Key components: Single region · Primary DB + Redis cache · Synchronous core path · Basic monitoring
Move to next phase when: p99 latency exceeds SLO or DB CPU sustained above 70%
Phase 2: Growth (100K to 10M users)
Split read/write paths, introduce async processing for non-critical work, add caching layers and horizontal scaling.
Key components: Read replicas or CQRS · Message queue for async work · CDN / edge caching · Service-level SLOs
Move to next phase when: Hot keys, fan-out bottlenecks, or ops toil from manual scaling
Phase 3: Scale (10M+ users)
Shard data plane, multi-region active-active or active-passive, formal DR runbooks, cost optimization.
Key components: Database sharding / partitioning · Multi-region replication · Auto-scaling + chaos testing · Dedicated platform/SRE ownership
Move to next phase when: Regional failure domain risk, compliance data residency, or linear cost growth unsustainable
SLOs & Error Budgets
| Metric | Target | Rationale |
|---|---|---|
| Core user-facing availability | 99.95% | Budget for planned maintenance + unplanned failures without user-visible outage. |
| p99 latency (critical path) | Problem-specific — state target early and tie to capacity math | Interview credibility comes from connecting SLO to architecture choices. |
| Error rate (5xx) | < 0.1% | Distinguishes transient blips from systemic failure requiring rollback. |
| Data durability | 99.999999999% (11 nines) for committed writes | Define which operations require fsync/quorum vs async replication. |
Incident Scenarios (2am reality)
| Scenario | How you detect | Mitigation |
|---|---|---|
| Primary database unavailable | Health check failures, connection pool exhaustion alerts, elevated 5xx | Failover to replica / promote standby; enable read-only degraded mode if writes impossible; queue writes if async path exists |
| Traffic spike (10× normal) | RPS anomaly alert, autoscaling lag, latency SLO burn rate | Rate limit non-critical endpoints; scale read path horizontally; pre-warm caches; shed load on expensive operations |
| Bad deploy causing elevated errors | Canary metric regression, error budget burn, deployment correlation | Automated rollback within 5 minutes; feature flag kill switch; maintain N-1 compatibility |
Cost Drivers (Staff lens)
- Egress bandwidth and CDN (often dominates media/data-heavy systems)

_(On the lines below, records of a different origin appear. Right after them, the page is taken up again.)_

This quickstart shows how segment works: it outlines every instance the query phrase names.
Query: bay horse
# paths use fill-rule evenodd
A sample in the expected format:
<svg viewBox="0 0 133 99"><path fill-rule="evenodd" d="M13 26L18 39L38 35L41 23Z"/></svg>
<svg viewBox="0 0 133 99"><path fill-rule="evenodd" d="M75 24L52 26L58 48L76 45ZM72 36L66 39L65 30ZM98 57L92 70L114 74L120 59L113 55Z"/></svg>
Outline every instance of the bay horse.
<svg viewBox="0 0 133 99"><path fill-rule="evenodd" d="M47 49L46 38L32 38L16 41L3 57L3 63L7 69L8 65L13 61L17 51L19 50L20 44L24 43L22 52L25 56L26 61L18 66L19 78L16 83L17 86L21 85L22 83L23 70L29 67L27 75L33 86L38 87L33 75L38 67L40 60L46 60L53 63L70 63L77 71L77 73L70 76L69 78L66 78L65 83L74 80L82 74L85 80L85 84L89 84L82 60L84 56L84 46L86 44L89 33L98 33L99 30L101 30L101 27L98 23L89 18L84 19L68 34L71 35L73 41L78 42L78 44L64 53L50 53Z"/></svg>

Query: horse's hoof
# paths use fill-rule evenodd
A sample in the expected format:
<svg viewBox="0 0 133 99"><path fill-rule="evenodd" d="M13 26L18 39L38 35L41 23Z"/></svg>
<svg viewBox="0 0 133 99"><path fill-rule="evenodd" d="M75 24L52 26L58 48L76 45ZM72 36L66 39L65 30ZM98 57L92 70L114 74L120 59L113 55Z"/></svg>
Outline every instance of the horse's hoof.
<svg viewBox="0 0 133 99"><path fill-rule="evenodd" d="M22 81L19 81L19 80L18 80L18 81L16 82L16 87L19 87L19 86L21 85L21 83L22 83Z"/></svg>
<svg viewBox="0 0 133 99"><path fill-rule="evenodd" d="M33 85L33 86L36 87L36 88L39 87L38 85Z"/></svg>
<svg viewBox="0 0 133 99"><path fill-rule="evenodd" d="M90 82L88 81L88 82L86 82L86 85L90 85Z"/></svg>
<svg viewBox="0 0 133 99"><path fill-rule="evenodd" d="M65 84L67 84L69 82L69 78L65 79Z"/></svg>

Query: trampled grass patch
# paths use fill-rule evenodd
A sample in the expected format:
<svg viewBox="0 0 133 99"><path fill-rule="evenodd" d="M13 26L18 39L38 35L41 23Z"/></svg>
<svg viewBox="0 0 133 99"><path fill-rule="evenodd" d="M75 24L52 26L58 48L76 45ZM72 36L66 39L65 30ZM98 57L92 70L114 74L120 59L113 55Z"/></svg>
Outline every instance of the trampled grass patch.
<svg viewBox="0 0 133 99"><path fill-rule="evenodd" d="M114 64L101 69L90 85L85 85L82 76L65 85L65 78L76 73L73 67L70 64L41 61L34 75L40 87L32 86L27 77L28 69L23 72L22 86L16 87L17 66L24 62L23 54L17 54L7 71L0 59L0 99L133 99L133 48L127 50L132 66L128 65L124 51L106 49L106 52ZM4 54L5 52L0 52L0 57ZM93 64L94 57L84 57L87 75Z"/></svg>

- Database storage + IOPS at scale (plan compaction, TTL, tiering)
- Compute for async pipelines (right-size workers, spot instances for batch)
- Managed service premiums vs operational headcount trade-off
Multi-Region & DR
Start single-region with cross-AZ redundancy. Add read replicas in secondary region for DR. Move to active-active only when latency SLO or data residency requires it — accept conflict resolution complexity explicitly.